Plain string values continue to work unchanged, so you can migrate one credential at a time.

Vault auth: static token, AppRole (role_id + secret_id), or Kubernetes JWT.

Azure KV auth: Azure AD service principal (independent of the Entra ID SSO config).

AWS auth: static IAM keys or native sts:AssumeRole with automatic session refresh.

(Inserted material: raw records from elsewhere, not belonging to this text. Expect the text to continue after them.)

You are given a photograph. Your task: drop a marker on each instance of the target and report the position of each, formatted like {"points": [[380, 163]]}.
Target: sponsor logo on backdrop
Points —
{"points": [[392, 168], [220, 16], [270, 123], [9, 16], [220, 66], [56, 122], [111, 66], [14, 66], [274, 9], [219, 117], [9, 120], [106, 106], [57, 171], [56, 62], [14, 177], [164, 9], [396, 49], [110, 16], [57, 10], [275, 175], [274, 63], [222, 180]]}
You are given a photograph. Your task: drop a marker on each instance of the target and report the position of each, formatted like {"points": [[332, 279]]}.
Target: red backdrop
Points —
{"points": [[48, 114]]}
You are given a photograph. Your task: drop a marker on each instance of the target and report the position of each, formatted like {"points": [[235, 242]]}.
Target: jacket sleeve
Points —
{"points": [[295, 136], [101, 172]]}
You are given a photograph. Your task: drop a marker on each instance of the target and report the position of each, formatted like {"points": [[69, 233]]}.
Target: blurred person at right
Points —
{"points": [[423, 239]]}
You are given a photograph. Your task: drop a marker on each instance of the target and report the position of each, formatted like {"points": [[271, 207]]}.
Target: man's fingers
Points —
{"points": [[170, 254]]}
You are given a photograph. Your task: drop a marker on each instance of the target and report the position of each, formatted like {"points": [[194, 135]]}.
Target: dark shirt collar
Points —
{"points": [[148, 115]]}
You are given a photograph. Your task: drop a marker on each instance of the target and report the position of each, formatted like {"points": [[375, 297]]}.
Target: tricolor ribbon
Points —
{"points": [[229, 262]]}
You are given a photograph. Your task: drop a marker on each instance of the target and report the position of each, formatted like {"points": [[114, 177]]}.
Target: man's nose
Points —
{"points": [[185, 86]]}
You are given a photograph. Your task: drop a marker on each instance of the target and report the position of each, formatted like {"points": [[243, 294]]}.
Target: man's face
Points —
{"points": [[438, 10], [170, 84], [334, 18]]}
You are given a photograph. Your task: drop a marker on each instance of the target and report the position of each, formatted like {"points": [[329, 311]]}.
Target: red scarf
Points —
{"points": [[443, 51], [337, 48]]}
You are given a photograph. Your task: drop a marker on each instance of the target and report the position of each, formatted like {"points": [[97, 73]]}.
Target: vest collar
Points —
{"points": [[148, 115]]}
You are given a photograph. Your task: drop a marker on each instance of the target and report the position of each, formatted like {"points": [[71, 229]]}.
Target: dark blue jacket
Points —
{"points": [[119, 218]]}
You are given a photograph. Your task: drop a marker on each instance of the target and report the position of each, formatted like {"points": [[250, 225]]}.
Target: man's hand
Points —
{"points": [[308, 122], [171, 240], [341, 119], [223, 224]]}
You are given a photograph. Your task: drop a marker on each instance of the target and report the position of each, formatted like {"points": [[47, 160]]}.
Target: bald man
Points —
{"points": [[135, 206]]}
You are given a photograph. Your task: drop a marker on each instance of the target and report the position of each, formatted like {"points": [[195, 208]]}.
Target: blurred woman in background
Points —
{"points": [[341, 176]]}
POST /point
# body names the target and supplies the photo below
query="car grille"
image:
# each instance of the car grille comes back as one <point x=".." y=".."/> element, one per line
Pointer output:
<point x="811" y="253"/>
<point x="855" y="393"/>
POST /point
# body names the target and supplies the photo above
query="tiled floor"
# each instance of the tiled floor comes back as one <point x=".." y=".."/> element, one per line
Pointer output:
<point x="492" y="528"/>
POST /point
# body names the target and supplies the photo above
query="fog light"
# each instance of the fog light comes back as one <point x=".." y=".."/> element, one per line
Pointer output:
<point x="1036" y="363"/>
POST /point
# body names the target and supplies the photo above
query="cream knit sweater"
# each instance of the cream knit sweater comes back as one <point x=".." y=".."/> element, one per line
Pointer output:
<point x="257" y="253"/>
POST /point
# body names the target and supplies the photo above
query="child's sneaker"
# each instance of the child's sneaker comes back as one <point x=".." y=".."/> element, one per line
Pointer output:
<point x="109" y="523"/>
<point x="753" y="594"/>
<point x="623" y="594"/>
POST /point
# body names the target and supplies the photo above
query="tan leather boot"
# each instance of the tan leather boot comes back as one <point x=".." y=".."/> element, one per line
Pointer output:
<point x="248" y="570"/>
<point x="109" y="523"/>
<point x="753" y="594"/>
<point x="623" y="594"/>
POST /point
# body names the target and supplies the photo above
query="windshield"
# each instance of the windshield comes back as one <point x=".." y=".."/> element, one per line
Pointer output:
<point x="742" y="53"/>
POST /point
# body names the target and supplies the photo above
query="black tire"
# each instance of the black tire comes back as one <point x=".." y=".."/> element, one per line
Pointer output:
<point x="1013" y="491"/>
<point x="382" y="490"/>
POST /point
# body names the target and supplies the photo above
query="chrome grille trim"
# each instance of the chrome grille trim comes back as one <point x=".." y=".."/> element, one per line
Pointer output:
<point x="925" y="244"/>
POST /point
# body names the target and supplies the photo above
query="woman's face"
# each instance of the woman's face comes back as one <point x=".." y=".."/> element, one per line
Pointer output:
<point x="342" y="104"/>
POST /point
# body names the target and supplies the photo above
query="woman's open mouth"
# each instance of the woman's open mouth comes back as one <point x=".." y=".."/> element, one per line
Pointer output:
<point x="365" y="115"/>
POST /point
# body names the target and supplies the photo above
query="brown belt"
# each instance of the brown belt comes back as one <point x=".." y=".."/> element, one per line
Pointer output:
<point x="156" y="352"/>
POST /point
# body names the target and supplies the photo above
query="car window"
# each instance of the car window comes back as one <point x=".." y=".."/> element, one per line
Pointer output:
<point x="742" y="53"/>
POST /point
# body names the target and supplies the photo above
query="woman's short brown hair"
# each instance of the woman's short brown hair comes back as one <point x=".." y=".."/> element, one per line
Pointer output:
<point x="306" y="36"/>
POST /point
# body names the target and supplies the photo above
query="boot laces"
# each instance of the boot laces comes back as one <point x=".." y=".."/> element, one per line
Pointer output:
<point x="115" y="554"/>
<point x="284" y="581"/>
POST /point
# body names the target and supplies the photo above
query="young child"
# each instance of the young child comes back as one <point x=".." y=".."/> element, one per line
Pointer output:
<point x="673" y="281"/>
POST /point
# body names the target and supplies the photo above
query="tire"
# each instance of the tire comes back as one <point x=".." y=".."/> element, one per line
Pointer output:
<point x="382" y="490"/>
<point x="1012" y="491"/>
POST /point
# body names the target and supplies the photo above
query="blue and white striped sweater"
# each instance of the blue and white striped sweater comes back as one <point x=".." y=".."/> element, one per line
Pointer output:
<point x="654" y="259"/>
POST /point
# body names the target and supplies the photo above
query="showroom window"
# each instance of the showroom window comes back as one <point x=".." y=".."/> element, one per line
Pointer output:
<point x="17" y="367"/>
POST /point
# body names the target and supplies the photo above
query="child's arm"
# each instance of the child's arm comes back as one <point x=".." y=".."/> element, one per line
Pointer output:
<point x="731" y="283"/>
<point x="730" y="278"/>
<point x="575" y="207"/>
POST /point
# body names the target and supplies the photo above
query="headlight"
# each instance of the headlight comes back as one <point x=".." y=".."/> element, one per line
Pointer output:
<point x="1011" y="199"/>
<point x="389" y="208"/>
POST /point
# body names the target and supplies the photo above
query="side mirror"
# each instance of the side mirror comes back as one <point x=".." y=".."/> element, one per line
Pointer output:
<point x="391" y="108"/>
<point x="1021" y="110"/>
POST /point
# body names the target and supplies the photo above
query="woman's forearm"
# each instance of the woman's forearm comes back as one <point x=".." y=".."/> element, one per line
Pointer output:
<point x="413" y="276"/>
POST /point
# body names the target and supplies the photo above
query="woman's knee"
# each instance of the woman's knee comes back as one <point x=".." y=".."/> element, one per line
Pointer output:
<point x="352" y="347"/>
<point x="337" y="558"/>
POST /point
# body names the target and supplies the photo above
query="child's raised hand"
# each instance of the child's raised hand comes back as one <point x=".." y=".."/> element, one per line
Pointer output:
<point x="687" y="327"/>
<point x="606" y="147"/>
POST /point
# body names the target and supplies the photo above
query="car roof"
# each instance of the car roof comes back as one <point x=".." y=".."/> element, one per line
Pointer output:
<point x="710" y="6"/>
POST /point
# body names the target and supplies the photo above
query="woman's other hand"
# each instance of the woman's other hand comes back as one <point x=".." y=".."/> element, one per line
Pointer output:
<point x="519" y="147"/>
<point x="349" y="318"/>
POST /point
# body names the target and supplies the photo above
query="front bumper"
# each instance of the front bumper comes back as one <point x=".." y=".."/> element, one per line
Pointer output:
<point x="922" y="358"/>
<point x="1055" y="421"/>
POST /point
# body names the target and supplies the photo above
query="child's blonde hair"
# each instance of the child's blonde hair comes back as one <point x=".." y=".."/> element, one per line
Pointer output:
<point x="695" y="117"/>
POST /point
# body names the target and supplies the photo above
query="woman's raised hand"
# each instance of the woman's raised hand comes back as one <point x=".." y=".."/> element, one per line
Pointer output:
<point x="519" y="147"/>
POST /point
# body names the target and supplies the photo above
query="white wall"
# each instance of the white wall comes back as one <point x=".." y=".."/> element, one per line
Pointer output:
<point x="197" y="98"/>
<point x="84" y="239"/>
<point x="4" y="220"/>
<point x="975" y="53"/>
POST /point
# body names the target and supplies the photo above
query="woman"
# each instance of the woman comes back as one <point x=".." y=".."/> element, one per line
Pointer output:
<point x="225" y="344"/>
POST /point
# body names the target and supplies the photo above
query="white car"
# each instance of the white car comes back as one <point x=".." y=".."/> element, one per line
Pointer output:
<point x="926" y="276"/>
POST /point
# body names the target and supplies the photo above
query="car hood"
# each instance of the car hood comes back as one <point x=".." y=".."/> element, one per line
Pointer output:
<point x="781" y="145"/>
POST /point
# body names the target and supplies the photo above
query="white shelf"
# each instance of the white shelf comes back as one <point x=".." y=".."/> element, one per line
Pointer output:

Bulk migration tool: Settings → Compliance → External Secret Backend → Migrate plaintext secrets to backend walks all is_secret=true rows, pushes plaintext values to the active backend, and replaces them with references. Includes a dry-run preview and per-row report.


API Tokens

Per-integration named API tokens replace the single shared X-Admin-Key with individually revocable, expiring, scoped bearer tokens.

API tokens page

Tokens are stored as SHA-256 hashes. The raw token (xpat_…) is shown once on creation and cannot be recovered — treat it like a password.

Scopes

Scope Access
admin:* Full admin API access
admin:read Read-only admin access
orders:write Create orders via the REST API
webhook:in Call the ServiceNow inbound webhook (POST /webhook/servicenow)
hr:leaver Call the HR leaver webhook
scim:read SCIM GET operations
scim:write SCIM POST/PUT/PATCH/DELETE (triggers leaver flow)

Role Binding

Tokens may be issued with a specific role (superadmin, admin, approver, auditor, helpdesk). Role-gated routes enforce both scope and role. A creator can only issue tokens at or below their own role — no privilege escalation.

Hard-Delete Retention

An opt-in daily task (api-token-purge-daily) hard-deletes tokens whose revoked_at or expires_at is older than api_tokens.purge_after_days. Default is 0 (retain forever). Each hard-delete produces an audit row.

Legacy `X-Admin-Key`

The original X-Admin-Key header continues to work as a virtual superadmin credential, so existing integrations don't break on upgrade. It is recommended to migrate to named API tokens for new integrations.